EUREKA, Mo. (AP) — For geometry class last week, more than two dozen Eureka High School students stowed their backpacks and cellphones in their lockers and donned hard hats and goggles.

They carried power saws, planks of wood more than 20 feet long, hammers and hundreds of nails. In less than two hours, they built one wall of a 14-by-26-foot tiny house from scratch, set up a temporary wooden foundation for the house and built multiple window and door headers.

The students, all of whom are freshmen or sophomores, are learning how to do just about everything to build a house, from calculating the surface area of the house to planning the dimensions of every piece of wood, the St. Louis Post-Dispatch reported. They will eventually learn how to put up drywall and equip the house with utilities.

"You actually have to try in this class," said Tucker Burt, 14, a freshman. "It's a lot more fun. It's a lot more hands-on. It's a lot more interesting."

Eureka High is one of several St. Louis-area schools that are participating in the "Geometry in Construction" class this year. Students at Rockwood's Eureka and Summit high schools and Ritenour High School are using geometry to build their own tiny houses over the course of a school year.
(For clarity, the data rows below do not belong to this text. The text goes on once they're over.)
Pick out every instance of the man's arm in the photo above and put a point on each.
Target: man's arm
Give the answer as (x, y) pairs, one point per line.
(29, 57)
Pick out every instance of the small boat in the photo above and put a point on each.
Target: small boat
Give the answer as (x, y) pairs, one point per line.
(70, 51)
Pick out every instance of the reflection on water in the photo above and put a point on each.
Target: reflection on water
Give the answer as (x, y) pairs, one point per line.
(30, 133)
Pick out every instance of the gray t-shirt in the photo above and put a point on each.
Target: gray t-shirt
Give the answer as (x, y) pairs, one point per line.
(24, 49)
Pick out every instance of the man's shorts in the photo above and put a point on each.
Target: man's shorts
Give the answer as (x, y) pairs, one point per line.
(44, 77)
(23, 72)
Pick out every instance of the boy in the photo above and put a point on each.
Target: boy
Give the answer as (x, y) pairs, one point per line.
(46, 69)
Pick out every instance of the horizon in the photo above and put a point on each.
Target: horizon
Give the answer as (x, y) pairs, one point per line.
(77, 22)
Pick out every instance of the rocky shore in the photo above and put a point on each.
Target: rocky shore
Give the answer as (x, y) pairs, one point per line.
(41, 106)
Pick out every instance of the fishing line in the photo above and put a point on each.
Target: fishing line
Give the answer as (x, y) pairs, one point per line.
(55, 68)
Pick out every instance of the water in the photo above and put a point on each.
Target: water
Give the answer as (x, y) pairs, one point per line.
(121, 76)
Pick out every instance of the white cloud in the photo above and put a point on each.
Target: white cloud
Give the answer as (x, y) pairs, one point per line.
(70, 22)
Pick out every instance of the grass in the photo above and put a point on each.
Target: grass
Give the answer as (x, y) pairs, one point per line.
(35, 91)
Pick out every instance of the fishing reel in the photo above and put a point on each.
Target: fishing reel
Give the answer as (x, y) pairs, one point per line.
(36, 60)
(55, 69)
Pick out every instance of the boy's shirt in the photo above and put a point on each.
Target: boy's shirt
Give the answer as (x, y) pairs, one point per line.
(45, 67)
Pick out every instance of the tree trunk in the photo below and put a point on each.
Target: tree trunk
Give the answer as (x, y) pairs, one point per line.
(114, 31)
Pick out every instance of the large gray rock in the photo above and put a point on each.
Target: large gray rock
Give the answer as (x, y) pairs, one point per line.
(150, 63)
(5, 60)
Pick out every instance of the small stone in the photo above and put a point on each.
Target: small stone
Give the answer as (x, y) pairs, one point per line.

The class is offered through Contextual Learning LLC of Colorado.

The Rockwood students' houses, one from each high school, will be moved to a lot in north St. Louis to provide shelter for homeless people. The nonprofit North Grand Neighborhood Services will manage the houses and is fundraising with the St. Louis County group Social Justice 4 All to cover the move, building materials and other costs.

Ritenour's students will auction the houses to cover the cost of materials, then donate any leftover profits to a local charity or community group.
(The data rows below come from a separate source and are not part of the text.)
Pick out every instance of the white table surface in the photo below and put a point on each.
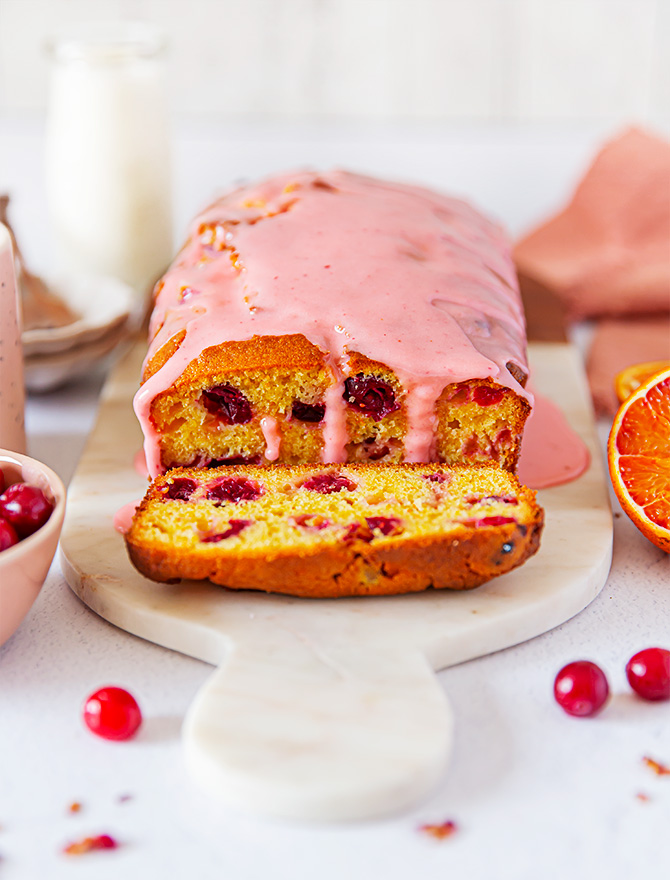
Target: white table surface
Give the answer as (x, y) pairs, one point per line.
(535, 793)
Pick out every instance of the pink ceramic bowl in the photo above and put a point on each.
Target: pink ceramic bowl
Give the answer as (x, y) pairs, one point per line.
(24, 566)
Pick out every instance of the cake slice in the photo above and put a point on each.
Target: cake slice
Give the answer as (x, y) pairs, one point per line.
(328, 531)
(334, 317)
Students said they like that they get to work outside with their hands "instead of just sitting in the classroom." They know that the math they're learning is important and useful, because they're building something real, literally from the ground up.
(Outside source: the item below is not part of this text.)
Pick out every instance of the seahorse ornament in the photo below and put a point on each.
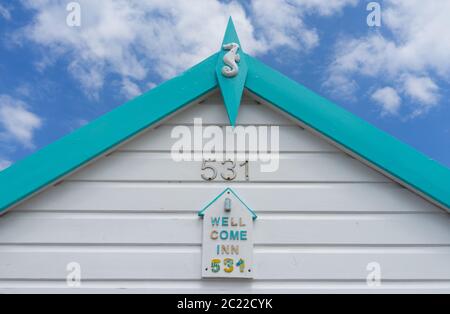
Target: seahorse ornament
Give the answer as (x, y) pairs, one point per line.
(231, 59)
"It's not going to waste," said Morgann Beatty, 15, a Eureka High sophomore.

School officials echoed those sentiments. They are looking for ways to get kids to care about math, in a time when U.S. math scores consistently rank below those of several developed nations.

"We're not getting results that we'd like to get for our students, so we're looking for additional opportunities that could make math relevant for students," said Mike LaChance, Ritenour's assistant superintendent for curriculum and instruction. "This program does that. It adds relevancy to mathematics. If it's something that they created, something that they've done, they're going to remember that content far better than if they memorized it for a test."

Three girls sat on the ground in the 80-degree heat during Thursday's class at Eureka High, doing nothing but talking and watching everyone else work.

They weren't allowed to work because they didn't finish their homework, explained Gregg Swarts, 15, a sophomore, while he nailed a board into the first wall of the house. Later, the three will have to come in early before school starts to do the construction work they missed.

The rule may seem harsh, but students say they like that, because it means the teachers take their learning seriously.

"What the kids don't realize is, the teachers want you to learn," Gregg said.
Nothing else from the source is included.